Aalto Theater Essen Opernhaus

Im Palast des Belcanto: Ben Baur lenkt den Fokus weg vom Mythos weiblicher Verworfenheit hin zur Musik

Drei Melodramen komponiert Gaetano Donizetti zwischen 1830 und 1835, in deren Zentrum jeweils eine Fürstin oder Königin steht. Alle drei Werke des Schülers von Johann Simon Mayr ebnen oder sichern Primadonnen den Weg zu Belcanto-Gipfeln. Guiditta Pasta in der Titelrolle von Anna Bolena dank der Uraufführung und in den Jahren danach. Joan Sutherland als schottische Königin in Maria Stuarda. Montserrat Caballé und Edita Gruberová schließlich in der Titelpartie von Lucrezia Borgia. Die Neuproduktion des Melodramma in einem Prolog und zwei Akten auf ein Libretto von Felice Romani am Essener Aalto-Theater hat nicht wenig mit dem Belcanto-Nukleus der Werkgeschichte zu tun, auch wenn sich dieser Eindruck vordergründig nicht aufdrängt.
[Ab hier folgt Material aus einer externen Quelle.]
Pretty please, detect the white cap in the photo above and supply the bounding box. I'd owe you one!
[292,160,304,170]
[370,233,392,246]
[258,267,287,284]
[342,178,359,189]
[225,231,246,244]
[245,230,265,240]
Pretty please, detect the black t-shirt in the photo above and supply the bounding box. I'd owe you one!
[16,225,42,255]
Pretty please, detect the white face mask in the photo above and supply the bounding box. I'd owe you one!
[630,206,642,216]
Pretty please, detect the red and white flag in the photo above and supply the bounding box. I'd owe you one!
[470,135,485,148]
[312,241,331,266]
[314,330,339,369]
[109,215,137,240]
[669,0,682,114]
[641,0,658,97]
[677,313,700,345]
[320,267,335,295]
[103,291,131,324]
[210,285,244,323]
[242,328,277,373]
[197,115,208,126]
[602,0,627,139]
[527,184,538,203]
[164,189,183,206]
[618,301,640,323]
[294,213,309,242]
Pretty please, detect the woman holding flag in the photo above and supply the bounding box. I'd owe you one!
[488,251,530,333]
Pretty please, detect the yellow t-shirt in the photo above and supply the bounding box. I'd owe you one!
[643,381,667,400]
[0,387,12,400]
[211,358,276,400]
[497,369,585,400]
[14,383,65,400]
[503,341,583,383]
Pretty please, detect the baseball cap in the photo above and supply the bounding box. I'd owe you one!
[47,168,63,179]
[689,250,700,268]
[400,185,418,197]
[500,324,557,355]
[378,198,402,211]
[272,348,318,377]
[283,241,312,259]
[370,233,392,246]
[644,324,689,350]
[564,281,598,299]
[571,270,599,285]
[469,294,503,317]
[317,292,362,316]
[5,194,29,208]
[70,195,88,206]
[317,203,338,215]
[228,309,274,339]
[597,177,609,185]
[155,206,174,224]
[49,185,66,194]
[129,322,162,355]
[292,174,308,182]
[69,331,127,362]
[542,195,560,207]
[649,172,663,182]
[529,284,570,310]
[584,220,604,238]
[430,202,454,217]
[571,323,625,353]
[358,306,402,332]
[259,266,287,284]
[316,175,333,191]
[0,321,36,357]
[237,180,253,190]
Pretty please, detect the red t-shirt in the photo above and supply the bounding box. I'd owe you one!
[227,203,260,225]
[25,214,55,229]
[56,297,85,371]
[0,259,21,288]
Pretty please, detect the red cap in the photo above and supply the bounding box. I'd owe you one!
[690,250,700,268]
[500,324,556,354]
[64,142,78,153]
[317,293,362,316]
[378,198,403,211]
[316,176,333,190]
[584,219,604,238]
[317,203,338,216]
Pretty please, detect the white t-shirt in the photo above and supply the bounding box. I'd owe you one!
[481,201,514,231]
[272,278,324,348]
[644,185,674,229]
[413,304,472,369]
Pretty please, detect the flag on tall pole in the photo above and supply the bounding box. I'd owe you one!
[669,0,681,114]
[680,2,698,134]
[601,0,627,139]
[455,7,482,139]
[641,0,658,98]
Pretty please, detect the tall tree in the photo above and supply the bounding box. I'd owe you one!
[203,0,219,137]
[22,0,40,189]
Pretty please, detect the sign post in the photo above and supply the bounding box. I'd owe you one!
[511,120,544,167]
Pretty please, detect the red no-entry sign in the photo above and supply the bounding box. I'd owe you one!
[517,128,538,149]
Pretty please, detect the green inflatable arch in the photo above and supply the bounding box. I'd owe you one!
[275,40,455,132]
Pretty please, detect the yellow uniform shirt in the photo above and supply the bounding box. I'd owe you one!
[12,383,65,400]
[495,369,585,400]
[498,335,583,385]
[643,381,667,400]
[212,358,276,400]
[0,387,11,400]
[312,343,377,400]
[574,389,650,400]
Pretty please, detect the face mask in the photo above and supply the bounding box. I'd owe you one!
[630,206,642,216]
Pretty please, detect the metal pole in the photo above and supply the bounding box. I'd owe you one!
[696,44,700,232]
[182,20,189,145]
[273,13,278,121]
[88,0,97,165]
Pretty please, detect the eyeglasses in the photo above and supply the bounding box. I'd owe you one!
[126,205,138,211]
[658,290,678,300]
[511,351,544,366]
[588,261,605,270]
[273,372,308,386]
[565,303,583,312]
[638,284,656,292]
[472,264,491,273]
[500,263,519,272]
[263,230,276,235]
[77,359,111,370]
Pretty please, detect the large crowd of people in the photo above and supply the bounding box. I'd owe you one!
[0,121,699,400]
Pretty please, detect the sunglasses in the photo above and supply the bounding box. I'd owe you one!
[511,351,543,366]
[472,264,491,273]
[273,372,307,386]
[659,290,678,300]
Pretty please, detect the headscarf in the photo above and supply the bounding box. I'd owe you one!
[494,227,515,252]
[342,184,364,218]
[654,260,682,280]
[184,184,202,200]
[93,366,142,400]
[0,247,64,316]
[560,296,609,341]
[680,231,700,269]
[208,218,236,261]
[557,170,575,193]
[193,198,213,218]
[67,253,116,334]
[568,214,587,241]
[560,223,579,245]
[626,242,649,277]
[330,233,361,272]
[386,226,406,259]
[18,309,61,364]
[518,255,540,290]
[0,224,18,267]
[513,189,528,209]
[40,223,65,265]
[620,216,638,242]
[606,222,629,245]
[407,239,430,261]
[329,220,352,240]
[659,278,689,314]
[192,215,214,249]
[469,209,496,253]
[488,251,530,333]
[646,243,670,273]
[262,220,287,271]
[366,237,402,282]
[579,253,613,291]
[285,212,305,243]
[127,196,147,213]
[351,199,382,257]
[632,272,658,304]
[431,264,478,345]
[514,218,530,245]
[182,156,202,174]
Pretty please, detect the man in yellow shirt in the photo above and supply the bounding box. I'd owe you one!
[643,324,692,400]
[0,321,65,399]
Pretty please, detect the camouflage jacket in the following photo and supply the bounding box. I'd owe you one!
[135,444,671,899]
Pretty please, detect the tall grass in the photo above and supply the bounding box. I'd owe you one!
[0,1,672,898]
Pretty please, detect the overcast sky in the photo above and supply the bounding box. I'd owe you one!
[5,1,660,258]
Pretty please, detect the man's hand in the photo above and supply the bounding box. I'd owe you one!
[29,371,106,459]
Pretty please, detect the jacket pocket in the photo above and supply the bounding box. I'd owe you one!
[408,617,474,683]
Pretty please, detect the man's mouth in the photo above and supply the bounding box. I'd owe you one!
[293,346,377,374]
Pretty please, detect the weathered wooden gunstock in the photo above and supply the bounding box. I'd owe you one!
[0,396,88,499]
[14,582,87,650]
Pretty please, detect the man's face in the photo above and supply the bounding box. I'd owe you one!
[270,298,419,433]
Wie wohl keine andere Familie stehen die Borgias für den skrupellosen Willen zur Macht und die abgrundtiefe Korruption des Papsttums zur Zeit der Renaissance.  Lucrezia Borgia, uneheliche Tochter des Mannes, der später als Papst Alexander VI. bekannt wird und sie dreimal aus politischen Gründen verheiratet, ist ihr exponierter Mythos. In ihm verbinden sich Fiktion und Wirklichkeit zu einer idealen Ausbeute für Medien aller Jahrhunderte. Victor Hugo mischt 1833 in seiner Tragödie Lucrèce Borgia die Ingredienzien von Inzest, Giftmord und Bespitzelung zu einem Spektakel, das noch im selben Jahr Komponist und Librettist zu ihrer Seria reizen. Am zweiten Weihnachtstag 1833 wird sie an der Mailänder Scala uraufgeführt.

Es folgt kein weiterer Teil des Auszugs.